Dans la pratique, les Conseils d’administration des sociétés et établissements publics d’état, sont moribonds voire inexistants  et ignorent parfois le budget annuel et les comptes de ces sociétés. Les directeurs des sociétés d’état sont toujours nommés par le Président de l’Union en violation flagrante des dispositions législatives en vigueur. Ces Directeurs Généraux ne rendent compte de leurs activités qu’au Chef de l’Etat qui les nomme. Les Ministères de tutelle sont superbement ignorés, voire, ridiculisés par ces puissants Directeurs qui gèrent les milliards des contribuables en « mauvais père de famille ».

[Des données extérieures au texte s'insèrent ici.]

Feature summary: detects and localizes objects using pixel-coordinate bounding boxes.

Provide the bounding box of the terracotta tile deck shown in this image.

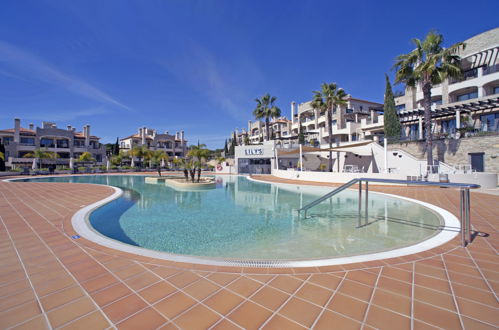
[0,174,498,329]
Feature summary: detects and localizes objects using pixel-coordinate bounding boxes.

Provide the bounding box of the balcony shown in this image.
[449,68,478,84]
[483,64,499,75]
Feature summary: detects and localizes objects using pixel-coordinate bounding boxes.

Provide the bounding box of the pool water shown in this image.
[20,175,443,260]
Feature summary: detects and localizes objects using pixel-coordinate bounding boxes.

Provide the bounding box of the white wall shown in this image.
[272,169,497,189]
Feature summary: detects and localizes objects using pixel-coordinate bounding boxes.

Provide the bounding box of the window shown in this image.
[40,138,55,148]
[395,104,406,112]
[74,139,85,147]
[457,91,478,101]
[56,139,69,148]
[20,137,35,145]
[2,137,13,145]
[494,86,499,95]
[332,120,337,126]
[440,119,456,134]
[480,113,499,132]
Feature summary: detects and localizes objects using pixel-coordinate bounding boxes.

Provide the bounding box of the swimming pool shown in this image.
[16,175,458,265]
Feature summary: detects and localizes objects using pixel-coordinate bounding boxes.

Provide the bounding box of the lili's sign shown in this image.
[245,148,264,156]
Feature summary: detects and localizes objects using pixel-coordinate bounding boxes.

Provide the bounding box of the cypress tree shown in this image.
[114,137,120,155]
[383,74,401,141]
[224,139,228,155]
[0,139,5,171]
[298,122,305,145]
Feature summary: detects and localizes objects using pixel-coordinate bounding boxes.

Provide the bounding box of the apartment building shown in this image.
[119,127,187,158]
[291,96,384,146]
[0,118,106,167]
[395,28,499,141]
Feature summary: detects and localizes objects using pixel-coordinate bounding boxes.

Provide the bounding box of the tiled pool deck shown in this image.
[0,174,498,329]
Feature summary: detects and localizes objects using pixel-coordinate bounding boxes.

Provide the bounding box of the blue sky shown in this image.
[1,0,498,148]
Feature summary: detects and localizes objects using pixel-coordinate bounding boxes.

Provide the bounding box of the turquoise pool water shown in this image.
[19,175,443,260]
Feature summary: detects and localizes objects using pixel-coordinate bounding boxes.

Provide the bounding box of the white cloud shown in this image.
[0,40,130,110]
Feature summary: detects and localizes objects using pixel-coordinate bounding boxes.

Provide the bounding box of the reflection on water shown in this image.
[19,175,443,259]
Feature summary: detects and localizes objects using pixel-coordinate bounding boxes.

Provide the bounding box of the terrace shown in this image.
[0,173,497,329]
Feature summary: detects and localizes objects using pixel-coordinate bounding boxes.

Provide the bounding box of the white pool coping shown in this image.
[7,174,460,268]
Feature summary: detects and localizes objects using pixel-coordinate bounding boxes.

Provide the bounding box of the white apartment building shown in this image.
[120,127,187,158]
[395,28,499,141]
[291,96,384,146]
[0,118,106,167]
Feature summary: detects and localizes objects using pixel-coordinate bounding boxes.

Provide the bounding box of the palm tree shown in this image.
[311,83,347,172]
[393,31,465,168]
[23,148,59,169]
[79,152,95,162]
[0,151,4,161]
[150,150,169,177]
[129,145,150,168]
[253,94,281,141]
[187,144,210,182]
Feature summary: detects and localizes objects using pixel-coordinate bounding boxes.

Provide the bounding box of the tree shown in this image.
[187,144,210,182]
[228,139,235,156]
[298,122,305,145]
[149,150,169,177]
[383,74,402,140]
[23,148,59,169]
[79,152,95,162]
[393,30,465,168]
[114,137,120,155]
[311,83,347,172]
[253,94,281,141]
[0,139,5,171]
[129,145,150,168]
[223,139,228,155]
[243,135,249,145]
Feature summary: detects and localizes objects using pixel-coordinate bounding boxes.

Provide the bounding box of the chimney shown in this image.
[165,130,169,135]
[29,123,34,130]
[141,126,146,145]
[291,102,296,123]
[138,127,142,135]
[180,130,185,147]
[14,118,21,143]
[67,125,72,131]
[84,125,90,147]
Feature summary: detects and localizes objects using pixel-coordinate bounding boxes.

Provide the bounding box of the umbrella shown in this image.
[149,159,152,168]
[130,157,135,167]
[161,158,166,168]
[32,158,37,170]
[69,157,74,169]
[106,159,111,171]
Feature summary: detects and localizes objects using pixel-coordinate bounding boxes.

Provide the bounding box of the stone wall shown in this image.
[389,135,499,174]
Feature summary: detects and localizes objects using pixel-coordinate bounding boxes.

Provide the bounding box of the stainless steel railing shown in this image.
[297,178,480,247]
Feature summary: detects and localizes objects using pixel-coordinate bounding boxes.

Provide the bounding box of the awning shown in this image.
[326,141,375,156]
[469,47,499,69]
[278,146,324,156]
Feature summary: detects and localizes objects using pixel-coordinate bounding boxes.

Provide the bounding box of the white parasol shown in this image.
[32,158,37,170]
[106,158,111,171]
[69,157,74,169]
[130,157,135,167]
[161,158,166,168]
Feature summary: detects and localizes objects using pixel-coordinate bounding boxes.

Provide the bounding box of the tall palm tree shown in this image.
[311,83,347,172]
[0,151,4,161]
[23,148,59,169]
[393,31,465,168]
[253,94,281,141]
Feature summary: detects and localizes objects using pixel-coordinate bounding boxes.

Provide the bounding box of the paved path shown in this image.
[0,175,497,329]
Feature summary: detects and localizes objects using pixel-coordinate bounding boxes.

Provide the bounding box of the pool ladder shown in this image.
[297,178,479,247]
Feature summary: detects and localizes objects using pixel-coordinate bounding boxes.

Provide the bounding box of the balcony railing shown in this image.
[483,64,499,75]
[449,68,478,84]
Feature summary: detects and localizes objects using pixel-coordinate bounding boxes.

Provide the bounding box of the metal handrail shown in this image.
[298,179,358,217]
[298,177,480,247]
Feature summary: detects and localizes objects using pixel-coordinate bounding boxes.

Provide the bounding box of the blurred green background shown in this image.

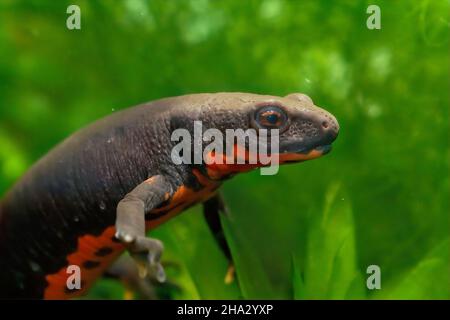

Les sociétés à capitaux publics, les établissements publics administratifs, les établissements publics à caractère industriel et commercial avaient une période de six mois à compter de la promulgation de la loi du 2 janvier 2006 pour conformer leurs statuts à la nouvelle loi. La loi étant promulguée en 2007, aucune société nationale ne s’est conformée à la nouvelle loi. Les comptabilités de ces entreprises n’ont jamais tenu compte de la comptabilité de l’OHADA.
 
Pour lutter contre cette gestion chaotique de sociétés d’Etat et des établissements publics, le Gouvernement devra appliquer les dispositions de la loi de janvier 2006 pour restructurer les sociétés à capitaux publics et les établissements publics en commençant par la mise en place des conseils d’administration et l’harmonisation des statuts des sociétés et établissement publics à la loi. Le décret d’application de cette loi du 2 janvier 2006, en date du 3 septembre 2007, qui est en contradiction avec la loi, devrait être abrogé et remplacé par un nouveau texte qui tiendra compte des actes uniformes de l’OHADA et de la nouvelle configuration institutionnelle issue de la loi référendaire du 17 mai 2009. Sinon, le Gouvernement de l’Union devrait avoir le courage, pour légitimer leurs agissements, d’élaborer un projet de loi pour abroger enfin la loi du 2 janvier 2006 tant honnie et bafouée qui régit les sociétés d’Etat et les établissements publics.